第5話 ゴーレムちゃんの活躍

 ゴーレムの視界に入っている魔獣は四足歩行の猪に似た魔獣で刃の様に鋭い牙で狙た獲物を切り裂いて殺す大型の魔獣だ。通常の個体でも危険な魔獣なのにその瞳は赤く光っていて狂暴化しているのが分かる。討伐専門の冒険者でも最低4人はいなければ殺されてしまうだろう。


 まさか村の近くにブラッドボアがいるとはな、本当に危険な場所だったのか。それよりもあの状態だと任せるのは無理だろうな。もしやって来たら私がやるしかないのか? クソっあのゴーレムちゃんでは無理だろうしな、どうにか出来ないだろうか。


 相手がゴブリンであったのなら余裕で倒せるのだが、未完成なゴーレムの攻撃は硬い皮膚で覆われたブラッドボアには通用しない。


 エルマーが拳を握りしめて口当てながら考えていると、向こうでは走っていたブラッドボアがゴーレムの前に立ち止まりその前を右往左往し始めた。


 おっこれはチャンスかもしれないな、そのまま何処かへ行ってくれたらいいな、そうなるとこっちの進路をちゃんと知らないとな。


 フーゴは少し距離が離れているが目の前を走っているデレシアにエルマーは声を掛けた。


「お母ちゃん、このまま真っすぐ進むの」

「そうよ、エルマーちゃんには分からないだろうけど、これでも道になっているのよ」

「ふ~ん、そうなんだ」


 そうなるとブラッドボアの進路を変えないといけないな、出来ればそのままそこにいてくれ。


 するとブラッドボアは何かが気に障ったようで鼻を鳴らしながら後ろ足で地面を蹴り始める。次の瞬間には真っすぐゴーレムに向かって来てそのまま踏み潰した。


「うわっ」

「えっ、どうしたの、何かあった?」

「ううん、虫が目に入っただけだよ」


 別にあれぐらいでゴーレムが壊された訳でもないし、ゴーレムが踏まれたからと言って痛みが伝わって来る訳ではないが、エルマーは思わず声に出てしまった。


 地面に埋まってしまったゴーレムは這い上がると再びブラッドボアを視界に入れる。ゴーレムをやっつけたと思っているブラッドボアは顔を振りながら上を見上げ空中に漂っている匂いを嗅ぎ始めると人間の匂いを感じ取ったのか姿勢を低くして今にも此方に向かって走り出しそうだ。

 

 だったらやるしか無いか、ゴーレムちゃん、君の事は忘れないからね。


 ゴーレムはブラッドボアが走り出す前にお尻に向かって体当たりするとブラッドボアをバランスを崩して地面に顔を打ち付けた。更にその顔を踏みつけながらその場で一回転しながらジャンプしゴーレムは倒木の上にストンと降り立った。

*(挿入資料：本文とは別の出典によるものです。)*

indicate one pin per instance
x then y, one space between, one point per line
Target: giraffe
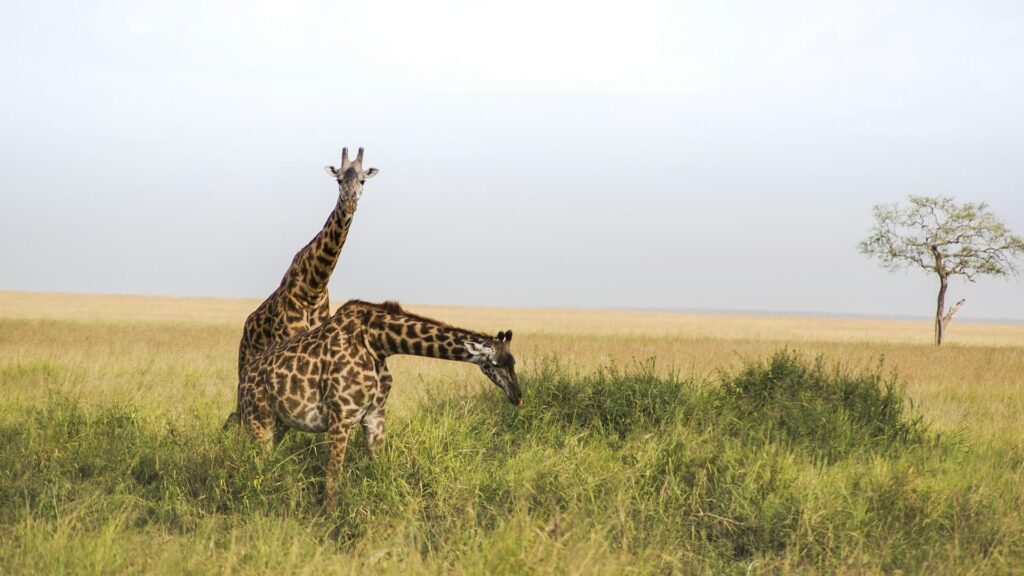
301 301
333 376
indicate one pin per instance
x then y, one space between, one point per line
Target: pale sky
653 155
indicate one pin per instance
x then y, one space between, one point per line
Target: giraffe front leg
373 425
337 432
373 420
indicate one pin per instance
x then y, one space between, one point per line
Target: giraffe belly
308 417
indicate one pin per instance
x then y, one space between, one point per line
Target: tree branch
949 314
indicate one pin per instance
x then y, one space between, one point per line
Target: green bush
786 465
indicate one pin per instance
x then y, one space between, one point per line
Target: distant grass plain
648 443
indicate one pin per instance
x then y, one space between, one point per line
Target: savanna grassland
647 443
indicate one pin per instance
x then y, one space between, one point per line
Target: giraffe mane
392 306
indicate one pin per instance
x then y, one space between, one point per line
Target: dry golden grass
173 354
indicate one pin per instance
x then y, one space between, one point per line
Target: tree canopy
937 234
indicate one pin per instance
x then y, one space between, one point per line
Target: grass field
648 443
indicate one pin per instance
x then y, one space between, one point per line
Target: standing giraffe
334 376
301 302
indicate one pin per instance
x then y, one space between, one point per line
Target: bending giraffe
335 375
301 301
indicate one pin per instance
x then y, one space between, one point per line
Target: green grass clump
786 465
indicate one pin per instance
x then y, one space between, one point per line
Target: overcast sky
666 155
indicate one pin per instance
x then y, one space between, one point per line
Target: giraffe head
350 178
495 359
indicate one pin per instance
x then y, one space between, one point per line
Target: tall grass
785 464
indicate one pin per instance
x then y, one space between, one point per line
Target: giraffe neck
312 265
401 333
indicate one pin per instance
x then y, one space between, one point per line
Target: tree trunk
939 324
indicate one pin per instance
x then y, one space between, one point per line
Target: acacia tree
945 238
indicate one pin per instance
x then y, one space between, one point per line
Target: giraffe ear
479 350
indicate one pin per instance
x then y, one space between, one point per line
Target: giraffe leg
280 429
339 426
255 415
373 420
373 425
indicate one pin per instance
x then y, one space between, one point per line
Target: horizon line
708 311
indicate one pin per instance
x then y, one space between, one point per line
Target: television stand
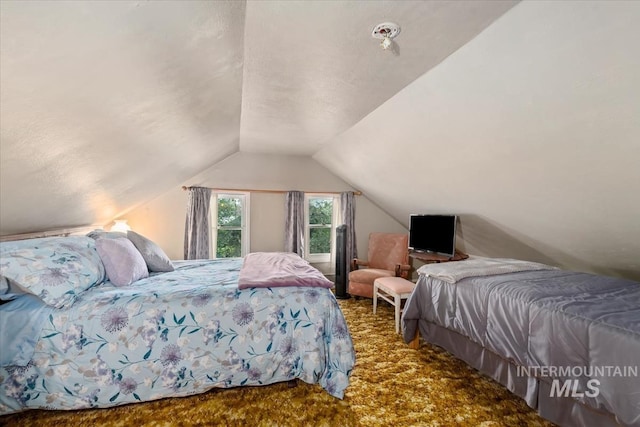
430 258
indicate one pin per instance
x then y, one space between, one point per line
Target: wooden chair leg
415 342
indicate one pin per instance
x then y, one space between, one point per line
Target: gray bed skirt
536 392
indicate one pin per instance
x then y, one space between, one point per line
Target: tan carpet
391 385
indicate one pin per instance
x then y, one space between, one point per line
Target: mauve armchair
388 256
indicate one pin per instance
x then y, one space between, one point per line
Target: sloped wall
163 218
530 132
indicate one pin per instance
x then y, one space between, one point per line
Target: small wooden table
429 258
393 290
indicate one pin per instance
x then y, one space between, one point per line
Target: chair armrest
402 270
355 263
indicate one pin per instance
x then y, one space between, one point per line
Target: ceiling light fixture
386 31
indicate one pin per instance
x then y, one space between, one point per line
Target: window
230 219
321 220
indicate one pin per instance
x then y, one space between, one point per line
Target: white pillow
153 254
122 261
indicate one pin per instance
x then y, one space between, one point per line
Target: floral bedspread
181 333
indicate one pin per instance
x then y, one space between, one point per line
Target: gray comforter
574 330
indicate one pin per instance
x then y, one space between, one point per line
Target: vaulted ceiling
101 99
522 117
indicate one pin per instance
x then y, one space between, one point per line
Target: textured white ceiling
107 104
523 118
312 69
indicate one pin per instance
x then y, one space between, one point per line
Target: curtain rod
185 188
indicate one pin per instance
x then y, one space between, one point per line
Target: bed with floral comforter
172 334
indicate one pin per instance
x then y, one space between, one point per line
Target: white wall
530 132
162 219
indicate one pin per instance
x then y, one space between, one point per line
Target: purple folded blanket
276 269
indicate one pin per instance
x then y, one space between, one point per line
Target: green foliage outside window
229 240
320 215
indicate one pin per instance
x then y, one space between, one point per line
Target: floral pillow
56 269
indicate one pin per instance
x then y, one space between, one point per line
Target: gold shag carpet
391 385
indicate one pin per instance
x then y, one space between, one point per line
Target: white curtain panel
294 223
197 229
348 208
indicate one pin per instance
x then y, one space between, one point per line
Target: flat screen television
433 233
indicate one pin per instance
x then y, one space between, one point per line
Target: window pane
229 244
229 211
320 211
320 240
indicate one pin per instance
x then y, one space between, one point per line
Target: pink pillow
122 261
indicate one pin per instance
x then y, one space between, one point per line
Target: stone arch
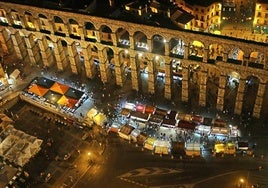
74 29
140 41
90 34
176 47
29 19
108 54
58 19
250 94
194 82
124 60
196 50
231 89
158 44
215 52
212 86
159 63
106 35
236 56
142 60
42 16
44 24
50 42
122 38
3 16
16 20
256 59
59 25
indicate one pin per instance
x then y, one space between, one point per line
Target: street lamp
89 158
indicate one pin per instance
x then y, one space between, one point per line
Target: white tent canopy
18 147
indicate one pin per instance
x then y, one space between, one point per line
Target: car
85 136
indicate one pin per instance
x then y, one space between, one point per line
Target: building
260 23
214 69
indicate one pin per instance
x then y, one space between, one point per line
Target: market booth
115 127
182 124
134 134
125 132
170 123
92 113
100 119
149 143
203 129
162 147
139 116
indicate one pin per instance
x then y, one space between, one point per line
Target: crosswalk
150 171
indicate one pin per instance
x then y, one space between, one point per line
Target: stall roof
160 111
139 116
125 112
150 140
140 108
126 129
149 109
38 90
92 112
65 101
154 118
186 125
59 88
207 121
168 122
130 106
162 143
100 119
219 122
172 114
44 82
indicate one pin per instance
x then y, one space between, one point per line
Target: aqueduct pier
190 63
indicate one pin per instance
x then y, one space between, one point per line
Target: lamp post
89 158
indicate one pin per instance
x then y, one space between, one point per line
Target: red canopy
59 88
149 109
140 108
38 90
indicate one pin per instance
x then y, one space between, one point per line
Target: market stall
162 147
125 132
149 143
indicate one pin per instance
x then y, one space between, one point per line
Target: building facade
191 64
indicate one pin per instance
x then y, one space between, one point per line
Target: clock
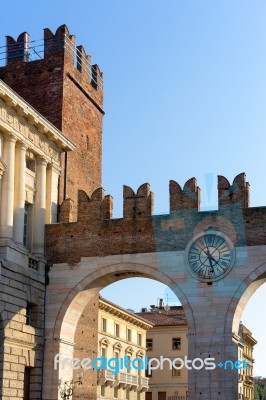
210 256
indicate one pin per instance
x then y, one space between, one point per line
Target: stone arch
62 340
1 353
243 293
104 276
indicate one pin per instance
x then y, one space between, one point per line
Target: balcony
249 379
143 384
106 376
123 380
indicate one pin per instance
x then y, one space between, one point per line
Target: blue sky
185 95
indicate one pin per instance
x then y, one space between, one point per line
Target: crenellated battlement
57 78
188 197
238 192
140 204
56 48
96 233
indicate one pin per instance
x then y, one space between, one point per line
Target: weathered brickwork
96 234
70 97
86 345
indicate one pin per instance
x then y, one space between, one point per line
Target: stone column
7 195
19 194
52 194
39 207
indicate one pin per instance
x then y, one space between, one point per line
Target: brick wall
68 96
86 344
96 234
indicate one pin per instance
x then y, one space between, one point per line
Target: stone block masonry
66 89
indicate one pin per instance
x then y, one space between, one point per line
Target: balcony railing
30 179
123 380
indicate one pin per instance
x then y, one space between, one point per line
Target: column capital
9 137
41 160
21 145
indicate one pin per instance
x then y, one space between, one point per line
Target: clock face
210 256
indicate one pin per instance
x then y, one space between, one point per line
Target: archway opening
75 333
248 326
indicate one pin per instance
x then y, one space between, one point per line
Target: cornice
25 110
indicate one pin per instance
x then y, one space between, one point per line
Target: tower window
26 226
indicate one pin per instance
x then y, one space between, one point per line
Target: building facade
245 351
86 249
122 334
169 338
30 165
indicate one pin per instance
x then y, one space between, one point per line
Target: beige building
245 353
121 334
30 149
168 338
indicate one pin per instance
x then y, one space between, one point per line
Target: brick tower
66 89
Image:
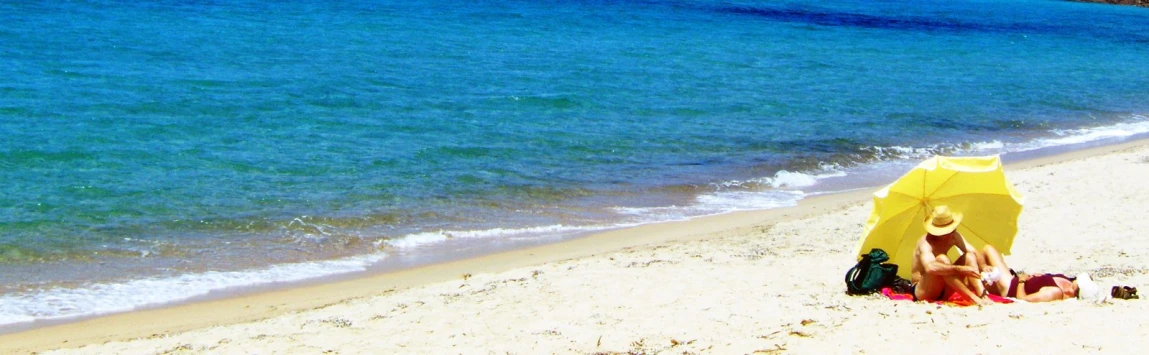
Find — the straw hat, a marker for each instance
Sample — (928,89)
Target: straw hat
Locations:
(942,221)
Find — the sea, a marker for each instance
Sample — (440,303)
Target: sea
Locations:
(161,152)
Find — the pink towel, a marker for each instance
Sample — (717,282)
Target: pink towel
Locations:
(955,299)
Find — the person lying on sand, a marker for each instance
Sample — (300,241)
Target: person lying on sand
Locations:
(934,276)
(1041,287)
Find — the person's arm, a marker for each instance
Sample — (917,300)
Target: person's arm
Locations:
(931,265)
(969,252)
(1046,294)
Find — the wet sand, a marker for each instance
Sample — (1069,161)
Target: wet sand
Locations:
(755,282)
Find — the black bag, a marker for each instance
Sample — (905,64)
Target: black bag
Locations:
(871,274)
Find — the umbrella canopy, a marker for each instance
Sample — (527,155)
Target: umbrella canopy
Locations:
(974,186)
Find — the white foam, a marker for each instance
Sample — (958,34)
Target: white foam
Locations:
(54,303)
(1071,137)
(747,200)
(418,240)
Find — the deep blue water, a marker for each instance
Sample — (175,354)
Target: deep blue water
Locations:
(177,141)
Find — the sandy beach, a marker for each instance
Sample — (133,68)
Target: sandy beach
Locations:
(760,282)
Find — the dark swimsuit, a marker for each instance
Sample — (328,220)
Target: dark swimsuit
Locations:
(1035,283)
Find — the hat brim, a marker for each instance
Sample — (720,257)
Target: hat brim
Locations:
(942,230)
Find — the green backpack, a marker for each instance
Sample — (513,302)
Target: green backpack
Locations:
(871,274)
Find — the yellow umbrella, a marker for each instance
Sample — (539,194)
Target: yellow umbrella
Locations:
(974,186)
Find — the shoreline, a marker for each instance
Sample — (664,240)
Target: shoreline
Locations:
(45,305)
(169,319)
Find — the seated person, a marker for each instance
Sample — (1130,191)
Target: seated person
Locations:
(934,276)
(1042,287)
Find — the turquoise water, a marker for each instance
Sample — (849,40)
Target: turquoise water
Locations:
(225,144)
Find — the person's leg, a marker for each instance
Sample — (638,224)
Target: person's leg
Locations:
(992,259)
(972,283)
(932,287)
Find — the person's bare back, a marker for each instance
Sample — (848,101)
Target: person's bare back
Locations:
(934,276)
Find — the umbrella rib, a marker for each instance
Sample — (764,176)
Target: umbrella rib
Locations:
(937,188)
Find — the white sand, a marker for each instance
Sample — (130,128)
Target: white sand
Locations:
(753,287)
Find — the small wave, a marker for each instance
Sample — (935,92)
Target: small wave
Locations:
(1072,137)
(424,239)
(54,303)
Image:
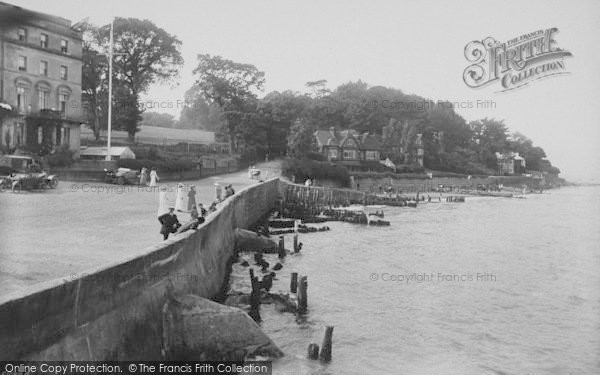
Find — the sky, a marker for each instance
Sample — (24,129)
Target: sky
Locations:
(416,46)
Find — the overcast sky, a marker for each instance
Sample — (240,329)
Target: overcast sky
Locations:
(416,46)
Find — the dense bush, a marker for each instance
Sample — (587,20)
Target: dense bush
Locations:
(389,175)
(301,169)
(63,157)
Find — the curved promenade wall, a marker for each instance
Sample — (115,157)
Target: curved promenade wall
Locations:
(114,312)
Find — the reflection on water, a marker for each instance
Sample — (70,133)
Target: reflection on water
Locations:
(536,312)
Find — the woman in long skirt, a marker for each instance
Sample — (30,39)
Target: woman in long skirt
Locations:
(163,202)
(180,200)
(191,198)
(153,178)
(143,177)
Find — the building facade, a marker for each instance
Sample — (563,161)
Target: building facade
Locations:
(349,148)
(40,82)
(510,164)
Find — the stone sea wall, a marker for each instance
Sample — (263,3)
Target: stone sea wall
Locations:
(114,312)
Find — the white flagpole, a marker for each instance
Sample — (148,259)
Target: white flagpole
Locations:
(110,56)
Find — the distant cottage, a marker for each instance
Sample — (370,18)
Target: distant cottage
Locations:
(349,148)
(510,164)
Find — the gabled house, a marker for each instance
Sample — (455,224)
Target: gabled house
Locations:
(349,148)
(510,164)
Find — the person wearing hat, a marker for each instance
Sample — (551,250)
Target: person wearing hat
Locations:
(169,222)
(218,191)
(192,197)
(180,199)
(202,210)
(228,191)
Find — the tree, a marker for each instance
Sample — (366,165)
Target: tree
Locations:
(94,79)
(229,84)
(489,136)
(300,140)
(198,113)
(145,54)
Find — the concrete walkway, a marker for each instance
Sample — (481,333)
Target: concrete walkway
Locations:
(60,233)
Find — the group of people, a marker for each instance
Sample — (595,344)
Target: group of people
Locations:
(148,179)
(219,192)
(166,211)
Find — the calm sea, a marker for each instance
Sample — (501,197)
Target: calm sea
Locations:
(490,286)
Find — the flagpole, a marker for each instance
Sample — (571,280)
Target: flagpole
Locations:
(110,56)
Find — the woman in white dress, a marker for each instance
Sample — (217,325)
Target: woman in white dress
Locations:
(180,199)
(163,202)
(153,178)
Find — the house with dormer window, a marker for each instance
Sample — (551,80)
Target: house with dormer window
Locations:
(349,148)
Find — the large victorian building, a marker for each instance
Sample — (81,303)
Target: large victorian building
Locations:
(40,81)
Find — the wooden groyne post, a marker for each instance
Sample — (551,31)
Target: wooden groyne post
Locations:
(302,295)
(313,351)
(254,297)
(294,283)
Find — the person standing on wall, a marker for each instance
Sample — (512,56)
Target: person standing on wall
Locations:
(153,178)
(180,199)
(218,191)
(192,197)
(143,177)
(169,222)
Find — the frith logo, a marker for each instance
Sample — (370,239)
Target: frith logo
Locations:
(515,63)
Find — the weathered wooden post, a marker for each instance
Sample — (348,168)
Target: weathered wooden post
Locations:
(294,282)
(254,297)
(313,351)
(303,295)
(281,249)
(325,354)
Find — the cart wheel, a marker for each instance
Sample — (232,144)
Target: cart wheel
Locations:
(17,187)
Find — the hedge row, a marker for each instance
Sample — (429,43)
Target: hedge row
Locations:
(169,165)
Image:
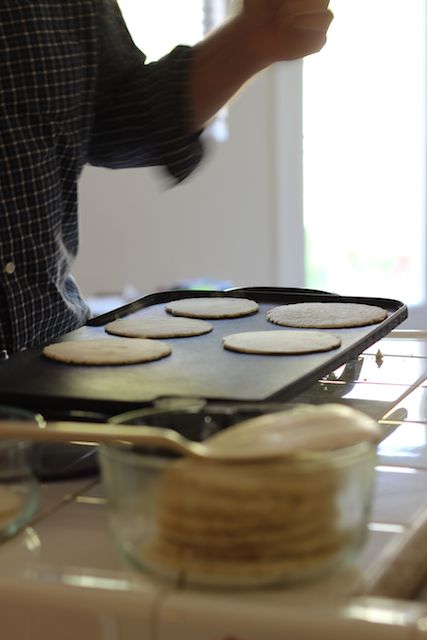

 ブラッドボアにダメージは全く無いが小さなゴーレムに馬鹿にされたと思ったのかその大きな口を開けながらゴーレムに噛みつこうと近づいて来る。


 ブラッドボアとゴーレムの距離がほんの数cmの距離に近づいた時にゴーレムは藻の前で破裂し黒い液体がブラッドボアの顔に纏わりついたり口の中に液体が入り込んでいく。


 肉体的には全くのダメージはないが、ブラッドボアだけに聞こえた大音量と飲み込む事の出来ない苦い液体と凄まじい匂いのせいでブラッドボアは気が狂ったようにその場で暴れ回りそして何処かに向かって走り出して行った。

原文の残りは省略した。